In recent years, we have seen artificial intelligence (AI) being used to solve complex analytical problems and introduced in a growing number of fields in ways never before thought possible. We find ourselves amidst machine learning (ML) and deep learning algorithms deployed for specific cases to replace the need for humans and mimicking human functions. These algorithms are designed to process innumerable input parameters, assess the various possibilities by running multiple iterations before identifying the best solution.
All the above steps occur within fractions of a second. Consequently, these scenarios call for high accuracy and high precision models which leave almost null to zero chances for error. How confident and comfortable are we, when machines take over these responsibilities that we thrust upon them?
As organizations, we often tend to focus mostly on the accuracy and results of the model with little or no importance given to the inherent bias of the data scientist who develops the algorithm. What is the significance and impact of these biases?
With complex models and a myriad of critical factors involved, a tiny assumption made on the data might spiral out and have a cascading effect on the final outcome. The inference may seem harmless at first sight, as it comes with backed evidence formed out of a bias made on the programmer’s mind in early childhood.
What is Bias?
Biases affect nearly every part of our daily lives. They are the prejudices and inclinations we have in favour or against certain things, people, and groups with reference to another. There are two types of biases, each with its own downside. Conscious bias happens when we believe our acquired intelligence to be factual data instead of treating it as preconceived notions formed by our socio-cultural environments. Unconscious bias can possess more of a serious threat as it mainly goes unobserved by the person with the bias, so has fewer chances of getting detected later.

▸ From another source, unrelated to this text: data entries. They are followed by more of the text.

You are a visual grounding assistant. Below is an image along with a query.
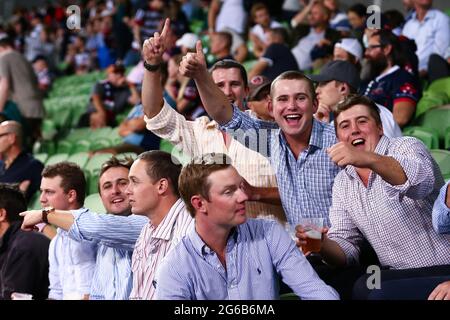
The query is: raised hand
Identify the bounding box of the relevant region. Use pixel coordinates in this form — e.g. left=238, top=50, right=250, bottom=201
left=142, top=18, right=170, bottom=65
left=179, top=40, right=208, bottom=79
left=19, top=210, right=42, bottom=231
left=327, top=142, right=374, bottom=168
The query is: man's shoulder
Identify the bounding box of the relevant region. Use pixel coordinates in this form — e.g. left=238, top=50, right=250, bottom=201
left=11, top=230, right=50, bottom=252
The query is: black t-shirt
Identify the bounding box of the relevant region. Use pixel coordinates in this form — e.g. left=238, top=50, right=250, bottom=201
left=0, top=152, right=44, bottom=201
left=262, top=43, right=298, bottom=80
left=0, top=221, right=50, bottom=300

How Vulnerable are the Algorithms for Being Prone to Error?
Machines by themselves do not possess bias. Artificial intelligence learns logic built through algorithms as fundamental stepping stones that evolve in stature as time progress. The algorithms are logical decisions made by developers and incidentally governed by their habits and patterns. These patterns are ingrained in our behaviour and have become an integral part of us. In data science, human bias exists in understanding the data, creating algorithms, and interpreting results. In the case of projects where developers build programs over a period of time, it would help to go back to fixed designs in AI to recheck and validate any unintentional biases left behind instead of taking them for granted based on high-performance results.

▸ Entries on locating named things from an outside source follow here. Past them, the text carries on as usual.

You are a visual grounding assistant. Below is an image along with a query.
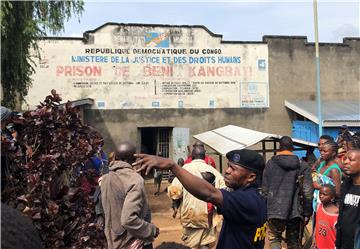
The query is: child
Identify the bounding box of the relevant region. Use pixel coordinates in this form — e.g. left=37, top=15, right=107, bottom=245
left=315, top=184, right=339, bottom=249
left=201, top=172, right=215, bottom=228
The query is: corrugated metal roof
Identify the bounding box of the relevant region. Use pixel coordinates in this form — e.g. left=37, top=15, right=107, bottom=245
left=193, top=125, right=317, bottom=155
left=285, top=100, right=360, bottom=127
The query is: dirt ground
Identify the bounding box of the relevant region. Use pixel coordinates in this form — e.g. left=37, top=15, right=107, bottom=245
left=145, top=180, right=182, bottom=248
left=145, top=180, right=311, bottom=249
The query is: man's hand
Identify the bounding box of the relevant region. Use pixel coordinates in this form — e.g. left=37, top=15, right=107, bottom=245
left=132, top=154, right=176, bottom=175
left=154, top=227, right=160, bottom=238
left=304, top=216, right=311, bottom=226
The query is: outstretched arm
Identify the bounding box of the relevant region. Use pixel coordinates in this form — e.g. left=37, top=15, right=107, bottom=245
left=133, top=154, right=223, bottom=207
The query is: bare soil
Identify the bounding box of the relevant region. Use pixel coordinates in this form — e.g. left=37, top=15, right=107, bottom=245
left=145, top=180, right=183, bottom=248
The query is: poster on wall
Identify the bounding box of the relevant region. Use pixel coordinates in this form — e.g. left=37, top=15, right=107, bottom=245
left=27, top=24, right=269, bottom=109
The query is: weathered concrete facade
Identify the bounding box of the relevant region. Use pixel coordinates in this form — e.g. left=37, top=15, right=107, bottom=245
left=26, top=25, right=360, bottom=157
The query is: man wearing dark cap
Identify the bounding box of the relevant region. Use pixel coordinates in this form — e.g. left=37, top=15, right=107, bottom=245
left=184, top=141, right=216, bottom=169
left=262, top=136, right=313, bottom=249
left=101, top=142, right=159, bottom=249
left=136, top=149, right=266, bottom=249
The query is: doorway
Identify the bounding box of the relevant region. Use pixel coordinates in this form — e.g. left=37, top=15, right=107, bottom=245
left=139, top=127, right=172, bottom=158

Once these biases are incorporated unintentionally in developing the AI, they become part of the structure and extended to ML models from the system. With AI systems being used in multiple applications and in a multitude of ways, the developer becomes responsible for any mishaps and its implications.
How Do We Solve for This?
By becoming conscious of our cognitive biases and methods to debias them, we will be capable of developing fool-proof AI systems. Also, by exposing ourselves to different situations and interacting with people from diverse backgrounds, we add layers to our acquired knowledge. This assists in getting varied perspectives and avoiding common data fallacies.
At Fiind Inc., we spend considerable time and effort to ensure we eliminate bias from the model by:
1. Understanding and Identifying Diversity Gaps in Training Data
We spend a significant part of the modelling timeline in data exploration to look out for potential bias and skewness in data. By having multiple sets of eyes looking at the data, we try changing the way data is presented. The different methods of visualization are critical to spot these anomalies. For example, while analyzing sales data from an e-commerce platform, there was a natural bias in the buying pattern based on the demographics. We handled this by assigning weights to regions, based on the sales volume.
2. Selecting Models and Understanding How the Algorithm Works
Our models are tailor-made for the available data, as a single model does not work well every time. At Fiind, we make sure to understand the algorithms’ process and how it arrives at the end result. This, in turn, helps us to find the bias in the algorithms. When updating the model for enhancements, it is best not to ignore the previously discarded variables from the existing model and start iteration from the entire list of variables to eliminate bias getting carried forward.
3. Monitor Performance Using Real Data
Although many models show promising signs and work as expected in controlled test environments, there are more chances of them spinning out of control in real-world scenarios. While analyzing conversion rates for a product, we found there was a statistical bias towards retail industries compared to other industries. We handled this by re-sampling the data to avoid signal amplification by the model. It is advisable to upscale using real-time data to avoid any unforeseen surprises.
By being aware of our personal preferences and keeping in mind the customer’s goodwill, we will be able to eliminate the bias getting baked into AI systems and ML models. This knowledge can help to produce perfect algorithms with their original intent and purpose.